In the course of the International Year, the UN and its youth organization partners will focus on the need to encourage dialogue and ensure that young people are included in important policies and decision-making processes.
“In a world which different people and traditions are coming closer, more frequent contact than ever before, it is crucial that young people learn how to listen intently, empathize with others, acknowledge divergent opinions, and be able to resolve conflicts,” Mr. Ban said.
The International Labour Organization (ILO unveiled a report yesterday showing that global youth unemployment has reached an all-time high. According to the report, of the world’s 620 million economically active youth, 81 million were out of work at the end of last year.
“The global economic crisis has had a disproportionate impact on young people; they have lost jobs, struggled to find even low-wage employment and seen access to education curtailed,” the Secretary-General noted in his message.
The UN Human Settlements Programme (UN-HABITAT), meanwhile, announced that it will make grants to 51 projects proposed by youth people from 31 countries. The grants will be drawn from the Programme’s Urban Youth Fund, which awards funding amounting to $1 million each year.
Today’s launch of the International Year is being marked with speeches, musical performances, video screenings and poetry recitals at UN Headquarters.
Sha Zukang, the UN Under-Secretary-General for Economic and Social Affairs, discussed the UN Inter-Agency Network on Youth Development, while the UN Population Fund (UNFPA) Executive Director, Thoraya Obaid, delivered a joint statement of the heads of UN entities demonstrating the support of the UN system for issues related to youth development.

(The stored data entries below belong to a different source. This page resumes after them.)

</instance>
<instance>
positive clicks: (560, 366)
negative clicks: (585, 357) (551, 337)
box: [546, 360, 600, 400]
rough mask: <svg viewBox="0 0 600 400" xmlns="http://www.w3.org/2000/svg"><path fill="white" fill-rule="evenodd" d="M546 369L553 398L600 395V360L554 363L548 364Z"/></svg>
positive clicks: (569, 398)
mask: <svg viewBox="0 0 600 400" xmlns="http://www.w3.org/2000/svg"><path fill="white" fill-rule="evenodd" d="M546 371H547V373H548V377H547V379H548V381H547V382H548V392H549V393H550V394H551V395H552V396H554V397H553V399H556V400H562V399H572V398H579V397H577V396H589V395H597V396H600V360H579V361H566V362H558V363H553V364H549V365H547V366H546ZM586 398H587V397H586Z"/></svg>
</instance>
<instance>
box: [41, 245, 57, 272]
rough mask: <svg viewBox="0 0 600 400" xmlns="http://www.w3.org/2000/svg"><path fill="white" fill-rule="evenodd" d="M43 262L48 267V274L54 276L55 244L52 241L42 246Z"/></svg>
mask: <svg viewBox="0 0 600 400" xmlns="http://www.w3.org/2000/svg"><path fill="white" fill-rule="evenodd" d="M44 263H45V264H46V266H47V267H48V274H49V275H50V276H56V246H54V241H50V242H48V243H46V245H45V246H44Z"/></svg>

The world’s youth account for about 18 per cent of the world’s population. Some 87 per cent of them live in developing countries, where they face the challenges of limited access to resources, health care, education, training, employment and other economic opportunities.
During the International Year, the UN will focus on three overarching objectives – increasing commitment and investment in youth; raising youth participation and partnerships; and boosting inter-cultural understanding among youth.
The UN first marked the International Year of Youth in 1985. A decade later, the General Assembly adopted the World Programme of Action for Youth, setting a policy framework and guidelines for national action and international support to improve the situation of young people.